As for the illustrations, artist Rob Guillory ties Layman’s plot together nicely, bringing a balance of traditional comic book storytelling and over-the-top sight gags to the issue. This is probably one of Guillory's tamer Chew issues so far. Still, he shows his versatility as an artist by being able to handle the dramatic scenes along with his trademark humor without missing a beat.

With 29 issues remaining, expect Chew to become more plot-focused as it marches towards its finale. If this issue is any indication, though, Layman and Guillory will still be packing in enough of the series’ signature flavor to keep hardcore fans more than happy. 

The Massive #8

What it’s about: In a post-war, post-crash, post-everything world, a team of environmentalists must somehow find a way to help an Earth that seemingly doesn’t want to be saved. As the crew of The Kapital attempts to get to the bottom of "The Crash" (a natural disaster that wreaked havoc of the Earth), they must also locate the whereabouts of their sister ship, The Massive, which went missing during the chaos.

What to expect this month: The utopia that The Kapital's crew members thought they'd settled upon last issue turns out to be a nightmare. Here, the director of the Moksha station begins to reveal just what kind of operation he's running on this oil rig. Writer Brian Wood is careful not to spell things out immediately, and there's still plenty of mystery by issue’s end, but it’s clear that Director Sumoni is little more than a power-hungry dictator who is hell-bent on breaking Callum Israel and his crew.

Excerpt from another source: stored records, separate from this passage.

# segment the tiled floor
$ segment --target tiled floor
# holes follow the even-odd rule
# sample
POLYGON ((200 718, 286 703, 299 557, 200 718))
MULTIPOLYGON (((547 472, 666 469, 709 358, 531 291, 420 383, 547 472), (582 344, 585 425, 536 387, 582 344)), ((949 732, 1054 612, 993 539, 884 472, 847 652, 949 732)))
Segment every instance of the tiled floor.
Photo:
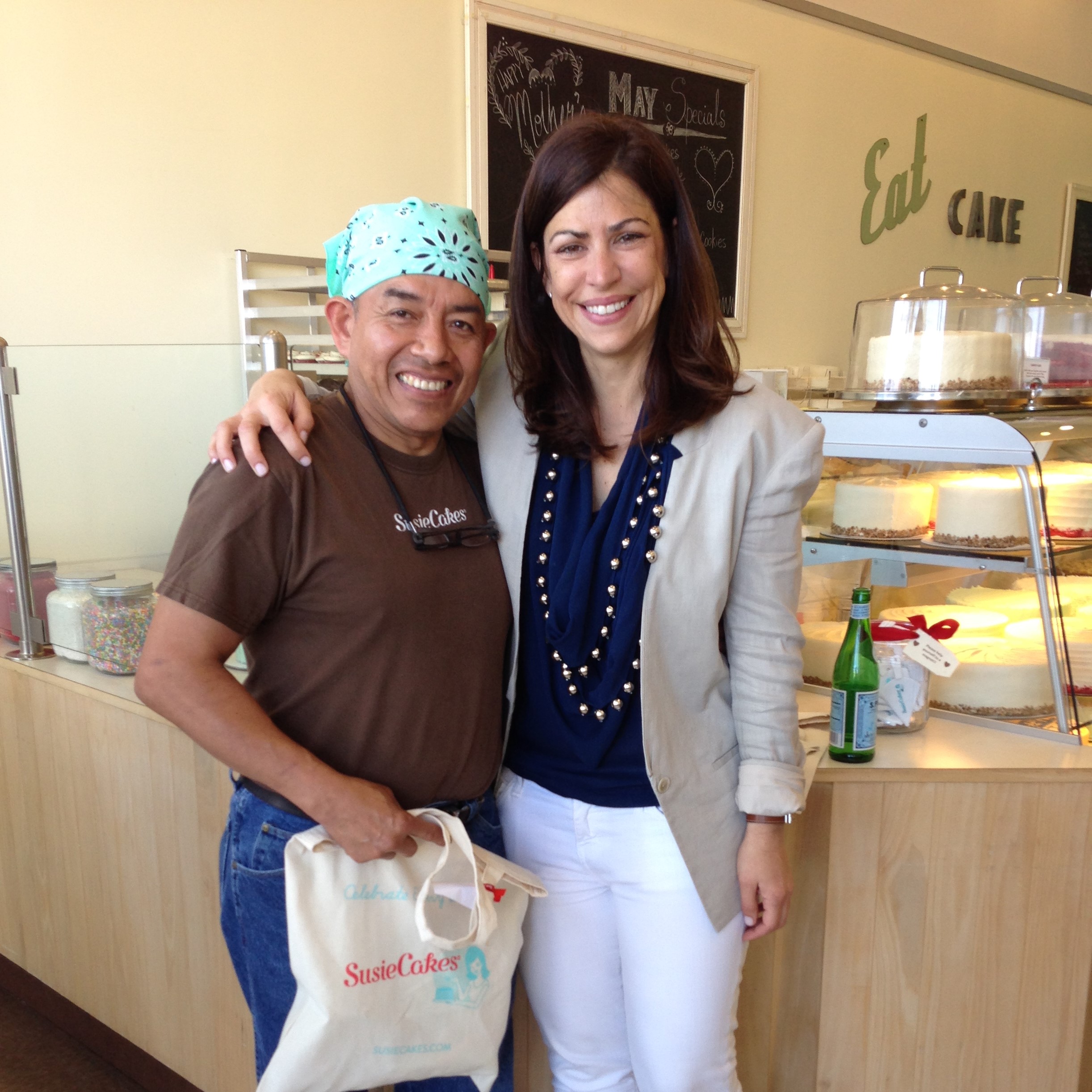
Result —
POLYGON ((96 1054, 0 990, 0 1092, 142 1092, 96 1054))

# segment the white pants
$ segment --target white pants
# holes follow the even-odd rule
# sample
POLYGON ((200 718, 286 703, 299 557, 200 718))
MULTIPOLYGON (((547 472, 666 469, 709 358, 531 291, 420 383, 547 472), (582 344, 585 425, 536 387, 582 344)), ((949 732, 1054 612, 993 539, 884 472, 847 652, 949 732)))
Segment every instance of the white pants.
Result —
POLYGON ((556 1092, 741 1092, 743 915, 713 929, 663 811, 582 804, 509 770, 497 800, 508 856, 548 891, 520 966, 556 1092))

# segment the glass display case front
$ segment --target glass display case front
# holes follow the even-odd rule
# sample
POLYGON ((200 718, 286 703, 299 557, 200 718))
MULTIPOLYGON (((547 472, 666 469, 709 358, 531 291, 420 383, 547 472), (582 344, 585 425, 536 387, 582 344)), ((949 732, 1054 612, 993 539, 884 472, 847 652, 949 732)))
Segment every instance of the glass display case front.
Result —
POLYGON ((930 679, 934 710, 1080 738, 1092 717, 1092 414, 851 402, 812 415, 828 458, 804 510, 805 681, 830 685, 850 593, 867 583, 875 621, 954 624, 942 643, 959 667, 930 679))

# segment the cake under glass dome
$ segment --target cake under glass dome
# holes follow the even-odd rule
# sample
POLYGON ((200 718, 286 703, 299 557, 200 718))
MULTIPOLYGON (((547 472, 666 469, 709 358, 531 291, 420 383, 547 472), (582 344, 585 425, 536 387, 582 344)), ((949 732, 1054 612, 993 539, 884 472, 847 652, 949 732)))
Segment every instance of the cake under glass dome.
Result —
POLYGON ((1092 388, 1092 296, 1063 290, 1054 276, 1025 276, 1017 282, 1017 295, 1025 312, 1025 385, 1092 388), (1023 293, 1032 281, 1051 282, 1055 288, 1023 293))
POLYGON ((929 265, 913 288, 857 304, 846 391, 880 399, 989 399, 1021 389, 1023 304, 929 265), (954 281, 926 285, 931 272, 954 281))

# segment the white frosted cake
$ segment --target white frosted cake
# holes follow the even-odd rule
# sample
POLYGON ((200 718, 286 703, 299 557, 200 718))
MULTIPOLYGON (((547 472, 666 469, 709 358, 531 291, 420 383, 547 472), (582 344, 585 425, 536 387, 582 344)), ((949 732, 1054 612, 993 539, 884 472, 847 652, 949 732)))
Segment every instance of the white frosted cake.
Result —
POLYGON ((850 478, 834 487, 831 534, 914 538, 929 530, 933 486, 898 477, 850 478))
POLYGON ((937 483, 935 542, 946 546, 1010 549, 1028 545, 1020 483, 996 474, 937 483))
MULTIPOLYGON (((1005 591, 1000 587, 954 587, 948 593, 948 602, 954 606, 997 610, 1006 615, 1009 621, 1022 621, 1024 618, 1038 618, 1042 615, 1038 593, 1034 589, 1005 591)), ((1061 593, 1061 613, 1073 613, 1072 600, 1065 592, 1061 593)))
POLYGON ((997 610, 977 607, 953 607, 947 603, 930 603, 918 607, 888 607, 880 612, 885 621, 905 621, 913 615, 925 615, 925 625, 934 626, 945 618, 959 622, 957 637, 1000 637, 1010 619, 997 610))
POLYGON ((823 478, 816 491, 808 498, 808 502, 800 512, 800 520, 808 526, 829 527, 830 521, 834 517, 834 486, 833 478, 823 478))
POLYGON ((830 686, 834 661, 845 639, 844 621, 806 621, 804 630, 804 681, 830 686))
POLYGON ((1001 637, 953 637, 945 645, 960 665, 950 678, 933 676, 930 705, 980 716, 1038 716, 1054 709, 1044 649, 1001 637))
MULTIPOLYGON (((1005 627, 1005 636, 1014 643, 1042 649, 1043 654, 1046 654, 1042 618, 1014 621, 1005 627)), ((1078 612, 1076 617, 1066 619, 1066 649, 1069 652, 1075 689, 1078 693, 1092 693, 1092 612, 1083 617, 1078 612)), ((1066 685, 1068 686, 1068 681, 1066 685)))
POLYGON ((1019 385, 1011 335, 995 331, 882 334, 868 342, 870 391, 992 391, 1019 385))
POLYGON ((1092 538, 1092 466, 1047 463, 1043 467, 1043 484, 1051 534, 1059 538, 1092 538))
MULTIPOLYGON (((1061 592, 1073 605, 1073 610, 1080 613, 1080 608, 1092 603, 1092 577, 1058 577, 1058 591, 1061 592)), ((1053 586, 1053 581, 1047 581, 1053 586)), ((1034 577, 1018 577, 1012 590, 1017 592, 1034 592, 1034 577)))

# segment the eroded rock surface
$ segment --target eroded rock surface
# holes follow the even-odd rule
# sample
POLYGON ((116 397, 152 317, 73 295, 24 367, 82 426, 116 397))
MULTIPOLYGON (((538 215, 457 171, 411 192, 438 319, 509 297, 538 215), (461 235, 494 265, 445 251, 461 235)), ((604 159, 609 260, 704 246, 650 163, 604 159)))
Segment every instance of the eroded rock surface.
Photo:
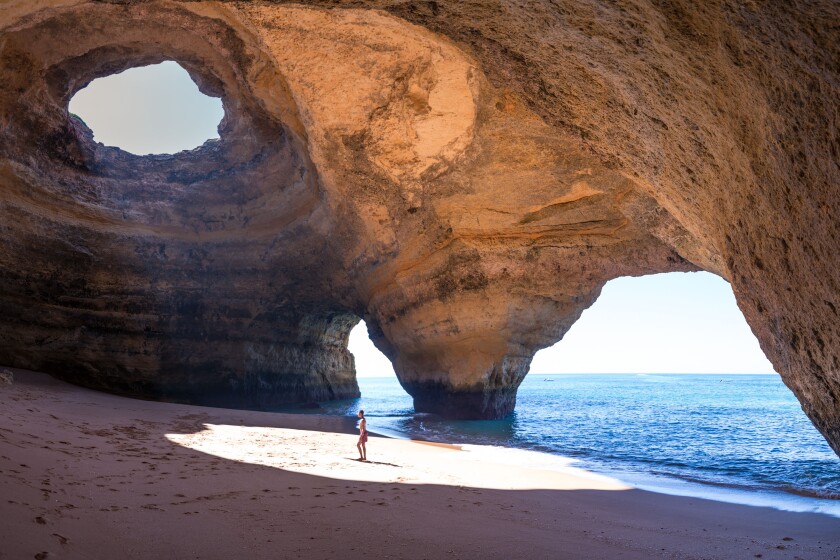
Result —
POLYGON ((840 451, 835 2, 11 2, 0 363, 237 406, 357 394, 363 317, 419 410, 500 417, 622 275, 728 279, 840 451), (67 113, 176 60, 220 140, 67 113))

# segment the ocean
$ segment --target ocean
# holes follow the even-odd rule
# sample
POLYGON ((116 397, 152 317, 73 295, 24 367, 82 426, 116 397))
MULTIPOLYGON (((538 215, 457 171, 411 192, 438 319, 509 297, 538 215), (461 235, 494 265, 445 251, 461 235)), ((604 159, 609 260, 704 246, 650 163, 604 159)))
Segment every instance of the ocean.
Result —
POLYGON ((415 414, 395 377, 359 378, 359 386, 360 399, 312 412, 362 408, 383 435, 541 468, 573 465, 641 489, 840 517, 840 458, 775 374, 533 374, 516 412, 494 421, 415 414))

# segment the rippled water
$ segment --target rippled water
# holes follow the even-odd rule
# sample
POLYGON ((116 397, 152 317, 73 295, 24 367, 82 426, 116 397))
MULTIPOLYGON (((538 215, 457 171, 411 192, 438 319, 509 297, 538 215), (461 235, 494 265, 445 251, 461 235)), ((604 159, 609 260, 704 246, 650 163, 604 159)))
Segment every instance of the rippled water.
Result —
POLYGON ((359 385, 361 399, 319 412, 363 408, 372 431, 543 451, 619 476, 840 500, 840 459, 777 375, 531 375, 502 421, 416 415, 393 377, 359 385))

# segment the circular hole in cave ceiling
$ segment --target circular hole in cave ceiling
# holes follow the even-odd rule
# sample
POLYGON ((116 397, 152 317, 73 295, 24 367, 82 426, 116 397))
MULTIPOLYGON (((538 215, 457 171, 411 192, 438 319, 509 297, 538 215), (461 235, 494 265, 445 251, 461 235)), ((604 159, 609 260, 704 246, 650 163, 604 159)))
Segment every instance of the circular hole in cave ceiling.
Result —
POLYGON ((222 100, 201 93, 177 62, 97 78, 70 100, 94 140, 135 155, 175 154, 219 138, 222 100))

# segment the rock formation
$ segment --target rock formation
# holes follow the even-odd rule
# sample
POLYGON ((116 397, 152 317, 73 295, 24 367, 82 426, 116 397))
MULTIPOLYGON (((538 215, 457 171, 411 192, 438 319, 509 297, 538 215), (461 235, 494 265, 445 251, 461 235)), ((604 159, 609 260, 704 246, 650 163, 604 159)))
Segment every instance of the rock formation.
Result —
POLYGON ((134 395, 357 394, 363 317, 418 410, 499 417, 622 275, 708 270, 840 452, 833 1, 6 2, 0 363, 134 395), (218 141, 67 112, 175 60, 218 141))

Up until now, The Massive has mostly been a series of one-shot issues that tied loosely into a larger tapestry, but this is the first time that Wood is giving us linear storytelling with a genuine villain. And the results, so far, have been encouraging. The vibe at Moksha station can be likened to what Robert Kirkman did with the Woodbury settlement and the Governor in The Walking Dead. There's much more under the surface here, and we’re slowly seeing Sumoni turn from benevolent host to psychotic fascist before our eyes. Furthermore, what adds to the drama is how the crew is split up from each other as Wood shows us how each faction deals with the floating prison they are now on.

As usual, artist Garry Brown adds some impeccably detailed art to this issue that increases the story's mood and believability. Because he's an expert at crafting backgrounds and settings (like the Moksha oil rig and hull of The Kapital), Brown's flourishes help to give weight and credence to the plot. Everything feels authentic, and there are moments when you can practically touch, taste, and smell every nook and cranny of the rig. Couple that with his ability to tell a story through facial expressions and you have a book where the writer and artist are working in perfect harmony. It's a complete reading experience.